Sen. Tom Cotton, Arkansas Republican, disclosed during the hearing that the Chinese nuclear arsenal has expanded by more than 100% since Chinese President Xi Jinping took power in 2012 and that the Pentagon estimates the expansion will increase by 500% before it is through. China’s communist regime, until very recently, maintained a much smaller nuclear arsenal compared with those of Russia and the United States, contending it needed only enough missiles to deter a nuclear strike by a hostile power.

“The breakout that we saw, and the advancement and how quickly the advancements we are seeing on China to create a viable triad are breathtaking,” said Gen. Cotton, noting that the rapid fielding of weapons is “unprecedented.”

China’s land-, air- and sea-based nuclear array includes H-6 bombers, a new H-20 stealth bomber and six missile submarines with advanced JL-3 missiles “capable of striking the continental United States from littoral waters,” he said.

Strategic Command officials reported to Congress a year ago that China’s arsenal of land-based strategic intercontinental ballistic missile (ICBM) launchers exceeded the number of U.S. Minuteman III launchers.

“Today, the PRC likely has more than 500 operational nuclear warheads and, should it continue building weapons at its current pace, could have more than 1,000 nuclear warheads by 2030,” Gen. Cotton said in his statement.

Three large ICBM fields were built in 2022, with at least 300 solid-fuel DF-31A missiles armed with multiple warheads.

China is building a new generation of road-mobile ICBMs and has 1,000 medium-range missiles that can be armed with either conventional or nuclear warheads that have the range to threaten the U.S. island of Guam and allied nations in the region.

“These developments, combined with [China’s] increasing counter-space and cyber capabilities, pose a complex but not insurmountable challenge to U.S. strategic deterrence,” Gen. Cotton said.

Beyond ‘minimum’

Gen. Cotton testified that China’s large nuclear buildup, contrary to what its leaders say, no longer ranks as a “minimum deterrent” force. China also appears to have abandoned a decade-old strategy of concealing its military capabilities as it grows into an economic superpower rivaling the U.S.

Now “they’re showing us their capabilities and showing us how fast they can grow,” Gen. Cotton said.

Gen. Cotton said the growing ties among China, Iran, Russia and North Korea create the possibility that U.S. commanders will be faced with the challenge of simultaneous crises and increased aggression on multiple fronts. Chinese and Russian bombers flew joint patrols in the western Pacific in November and a joint maritime patrol near the Aleutian Islands over the summer.

North Korea and Iran are delivering arms to Russia for its war in Ukraine, helping Moscow reclaim the initiative on the battlefield over outgunned Ukrainian forces.

“This increasing cooperation and the risk of simultaneous crisis or conflict place a premium on credible, robust and flexible joint force response options that signal our readiness and commitment to potential adversaries, allies and partners,” Gen.

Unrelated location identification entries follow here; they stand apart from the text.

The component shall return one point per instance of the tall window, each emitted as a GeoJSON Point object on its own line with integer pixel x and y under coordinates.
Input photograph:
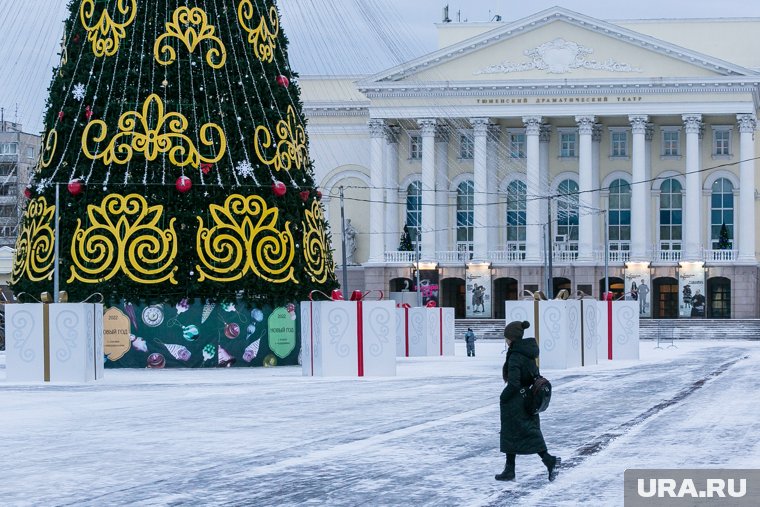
{"type": "Point", "coordinates": [516, 213]}
{"type": "Point", "coordinates": [568, 144]}
{"type": "Point", "coordinates": [721, 141]}
{"type": "Point", "coordinates": [671, 215]}
{"type": "Point", "coordinates": [721, 210]}
{"type": "Point", "coordinates": [414, 211]}
{"type": "Point", "coordinates": [466, 146]}
{"type": "Point", "coordinates": [465, 215]}
{"type": "Point", "coordinates": [516, 145]}
{"type": "Point", "coordinates": [567, 214]}
{"type": "Point", "coordinates": [620, 215]}
{"type": "Point", "coordinates": [415, 147]}
{"type": "Point", "coordinates": [618, 143]}
{"type": "Point", "coordinates": [671, 141]}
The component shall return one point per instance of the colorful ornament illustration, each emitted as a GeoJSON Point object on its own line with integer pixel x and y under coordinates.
{"type": "Point", "coordinates": [225, 359]}
{"type": "Point", "coordinates": [251, 351]}
{"type": "Point", "coordinates": [190, 332]}
{"type": "Point", "coordinates": [156, 360]}
{"type": "Point", "coordinates": [153, 315]}
{"type": "Point", "coordinates": [138, 343]}
{"type": "Point", "coordinates": [182, 306]}
{"type": "Point", "coordinates": [232, 330]}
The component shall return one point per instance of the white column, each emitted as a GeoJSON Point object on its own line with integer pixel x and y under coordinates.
{"type": "Point", "coordinates": [392, 208]}
{"type": "Point", "coordinates": [596, 181]}
{"type": "Point", "coordinates": [639, 188]}
{"type": "Point", "coordinates": [427, 128]}
{"type": "Point", "coordinates": [648, 206]}
{"type": "Point", "coordinates": [494, 158]}
{"type": "Point", "coordinates": [376, 192]}
{"type": "Point", "coordinates": [746, 232]}
{"type": "Point", "coordinates": [441, 188]}
{"type": "Point", "coordinates": [585, 177]}
{"type": "Point", "coordinates": [535, 208]}
{"type": "Point", "coordinates": [480, 163]}
{"type": "Point", "coordinates": [692, 203]}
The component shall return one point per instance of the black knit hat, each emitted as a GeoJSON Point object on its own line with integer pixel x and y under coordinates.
{"type": "Point", "coordinates": [514, 329]}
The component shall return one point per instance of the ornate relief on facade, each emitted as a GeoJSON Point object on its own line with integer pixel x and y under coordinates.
{"type": "Point", "coordinates": [558, 56]}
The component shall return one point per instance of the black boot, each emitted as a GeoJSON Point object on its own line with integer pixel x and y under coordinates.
{"type": "Point", "coordinates": [552, 465]}
{"type": "Point", "coordinates": [509, 470]}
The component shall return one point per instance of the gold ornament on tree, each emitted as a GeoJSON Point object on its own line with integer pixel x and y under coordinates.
{"type": "Point", "coordinates": [291, 144]}
{"type": "Point", "coordinates": [244, 238]}
{"type": "Point", "coordinates": [106, 34]}
{"type": "Point", "coordinates": [315, 250]}
{"type": "Point", "coordinates": [124, 237]}
{"type": "Point", "coordinates": [35, 253]}
{"type": "Point", "coordinates": [152, 133]}
{"type": "Point", "coordinates": [190, 19]}
{"type": "Point", "coordinates": [264, 36]}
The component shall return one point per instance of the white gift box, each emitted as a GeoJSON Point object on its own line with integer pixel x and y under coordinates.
{"type": "Point", "coordinates": [619, 326]}
{"type": "Point", "coordinates": [559, 333]}
{"type": "Point", "coordinates": [425, 332]}
{"type": "Point", "coordinates": [70, 349]}
{"type": "Point", "coordinates": [348, 338]}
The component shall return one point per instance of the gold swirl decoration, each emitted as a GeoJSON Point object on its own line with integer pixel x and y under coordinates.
{"type": "Point", "coordinates": [318, 262]}
{"type": "Point", "coordinates": [244, 238]}
{"type": "Point", "coordinates": [48, 151]}
{"type": "Point", "coordinates": [264, 36]}
{"type": "Point", "coordinates": [35, 254]}
{"type": "Point", "coordinates": [190, 19]}
{"type": "Point", "coordinates": [152, 133]}
{"type": "Point", "coordinates": [291, 145]}
{"type": "Point", "coordinates": [106, 34]}
{"type": "Point", "coordinates": [124, 237]}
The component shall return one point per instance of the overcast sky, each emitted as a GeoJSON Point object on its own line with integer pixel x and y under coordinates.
{"type": "Point", "coordinates": [30, 32]}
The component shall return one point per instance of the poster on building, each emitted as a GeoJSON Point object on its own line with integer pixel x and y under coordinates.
{"type": "Point", "coordinates": [691, 289]}
{"type": "Point", "coordinates": [478, 292]}
{"type": "Point", "coordinates": [428, 286]}
{"type": "Point", "coordinates": [637, 287]}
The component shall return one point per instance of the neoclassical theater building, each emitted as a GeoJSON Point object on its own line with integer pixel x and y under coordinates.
{"type": "Point", "coordinates": [558, 147]}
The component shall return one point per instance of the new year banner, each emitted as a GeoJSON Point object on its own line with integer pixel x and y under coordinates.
{"type": "Point", "coordinates": [478, 296]}
{"type": "Point", "coordinates": [637, 288]}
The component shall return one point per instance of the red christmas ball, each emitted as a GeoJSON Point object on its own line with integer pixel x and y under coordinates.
{"type": "Point", "coordinates": [183, 184]}
{"type": "Point", "coordinates": [279, 188]}
{"type": "Point", "coordinates": [75, 187]}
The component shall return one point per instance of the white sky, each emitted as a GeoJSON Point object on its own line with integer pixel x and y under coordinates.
{"type": "Point", "coordinates": [30, 31]}
{"type": "Point", "coordinates": [428, 436]}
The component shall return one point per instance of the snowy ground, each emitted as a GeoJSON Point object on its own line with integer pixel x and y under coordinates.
{"type": "Point", "coordinates": [427, 437]}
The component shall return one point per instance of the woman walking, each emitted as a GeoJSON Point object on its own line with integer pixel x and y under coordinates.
{"type": "Point", "coordinates": [521, 431]}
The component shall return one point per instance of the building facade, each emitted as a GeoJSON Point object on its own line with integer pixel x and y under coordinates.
{"type": "Point", "coordinates": [554, 152]}
{"type": "Point", "coordinates": [18, 156]}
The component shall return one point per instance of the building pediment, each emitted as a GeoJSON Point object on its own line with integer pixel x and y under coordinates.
{"type": "Point", "coordinates": [558, 44]}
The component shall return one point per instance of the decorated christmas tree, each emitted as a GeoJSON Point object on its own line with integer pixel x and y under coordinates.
{"type": "Point", "coordinates": [176, 158]}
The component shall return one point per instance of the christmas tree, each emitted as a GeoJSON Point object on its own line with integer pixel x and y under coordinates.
{"type": "Point", "coordinates": [723, 241]}
{"type": "Point", "coordinates": [176, 151]}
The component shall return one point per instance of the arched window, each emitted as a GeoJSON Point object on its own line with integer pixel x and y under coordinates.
{"type": "Point", "coordinates": [516, 192]}
{"type": "Point", "coordinates": [722, 213]}
{"type": "Point", "coordinates": [671, 215]}
{"type": "Point", "coordinates": [465, 216]}
{"type": "Point", "coordinates": [414, 211]}
{"type": "Point", "coordinates": [619, 223]}
{"type": "Point", "coordinates": [566, 236]}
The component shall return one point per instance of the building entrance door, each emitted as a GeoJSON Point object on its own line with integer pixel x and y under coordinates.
{"type": "Point", "coordinates": [665, 299]}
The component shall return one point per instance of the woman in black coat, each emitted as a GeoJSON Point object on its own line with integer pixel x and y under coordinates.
{"type": "Point", "coordinates": [520, 431]}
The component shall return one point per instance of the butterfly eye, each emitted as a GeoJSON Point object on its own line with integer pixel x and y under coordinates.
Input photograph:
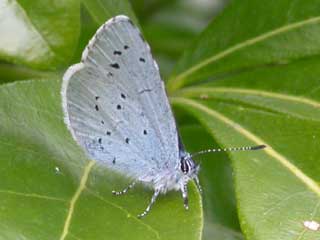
{"type": "Point", "coordinates": [184, 166]}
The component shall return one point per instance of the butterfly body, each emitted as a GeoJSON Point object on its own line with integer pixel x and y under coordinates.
{"type": "Point", "coordinates": [116, 108]}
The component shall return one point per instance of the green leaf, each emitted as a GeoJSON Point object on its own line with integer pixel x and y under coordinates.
{"type": "Point", "coordinates": [102, 10]}
{"type": "Point", "coordinates": [252, 78]}
{"type": "Point", "coordinates": [39, 34]}
{"type": "Point", "coordinates": [215, 178]}
{"type": "Point", "coordinates": [50, 190]}
{"type": "Point", "coordinates": [248, 35]}
{"type": "Point", "coordinates": [277, 188]}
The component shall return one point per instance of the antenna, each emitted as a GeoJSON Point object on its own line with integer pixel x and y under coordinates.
{"type": "Point", "coordinates": [231, 149]}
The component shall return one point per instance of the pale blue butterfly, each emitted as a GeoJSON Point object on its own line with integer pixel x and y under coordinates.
{"type": "Point", "coordinates": [117, 110]}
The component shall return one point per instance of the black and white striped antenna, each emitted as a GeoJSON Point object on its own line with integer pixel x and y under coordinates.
{"type": "Point", "coordinates": [231, 149]}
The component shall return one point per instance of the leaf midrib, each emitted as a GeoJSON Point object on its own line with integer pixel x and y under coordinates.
{"type": "Point", "coordinates": [176, 81]}
{"type": "Point", "coordinates": [256, 92]}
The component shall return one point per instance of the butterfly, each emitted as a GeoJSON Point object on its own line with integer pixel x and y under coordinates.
{"type": "Point", "coordinates": [116, 108]}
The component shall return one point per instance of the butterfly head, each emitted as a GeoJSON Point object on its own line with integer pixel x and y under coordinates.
{"type": "Point", "coordinates": [188, 167]}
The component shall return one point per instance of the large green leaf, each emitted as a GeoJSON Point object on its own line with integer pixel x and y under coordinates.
{"type": "Point", "coordinates": [50, 190]}
{"type": "Point", "coordinates": [252, 78]}
{"type": "Point", "coordinates": [39, 34]}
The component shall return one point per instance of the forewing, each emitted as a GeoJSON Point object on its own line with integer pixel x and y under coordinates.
{"type": "Point", "coordinates": [116, 106]}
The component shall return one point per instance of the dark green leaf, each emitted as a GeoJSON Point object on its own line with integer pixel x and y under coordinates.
{"type": "Point", "coordinates": [39, 34]}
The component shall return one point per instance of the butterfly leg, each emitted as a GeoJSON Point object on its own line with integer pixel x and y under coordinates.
{"type": "Point", "coordinates": [197, 182]}
{"type": "Point", "coordinates": [124, 191]}
{"type": "Point", "coordinates": [184, 191]}
{"type": "Point", "coordinates": [153, 199]}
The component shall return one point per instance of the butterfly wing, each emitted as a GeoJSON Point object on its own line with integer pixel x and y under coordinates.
{"type": "Point", "coordinates": [115, 103]}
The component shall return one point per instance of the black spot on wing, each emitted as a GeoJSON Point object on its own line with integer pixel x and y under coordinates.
{"type": "Point", "coordinates": [117, 52]}
{"type": "Point", "coordinates": [115, 65]}
{"type": "Point", "coordinates": [145, 90]}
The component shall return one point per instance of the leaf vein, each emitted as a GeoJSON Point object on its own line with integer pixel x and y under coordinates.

Cotton said.

The four-star general urged senators to support the modernization of aging U.S. nuclear forces that are being upgraded with new missiles, bombers and submarines.

Gen. Cotton said America’s strategic forces are more powerful and remain fully capable of deterring potential adversaries despite nuclear advances by China and Russia.

“Today, we’re still superior. No adversary should ever doubt our capability today,” Gen Cotton said, even while acknowledging that current threats are “unlike anything America has encountered.”

Sen. Roger F. Wicker of Mississippi, a former chairman and now the ranking Republican on the Armed Services Committee, noted that a congressional strategic commission last year called for rapidly updating nuclear and space programs to counter the threats from China and Russia. He said the Biden administration has failed to heed the call.

“Unfortunately, the current administration has naively maintained the status quo,” he said. “While the United States has stayed complacent, Russia and China have advanced by leaps and bounds in their nuclear and space programs.”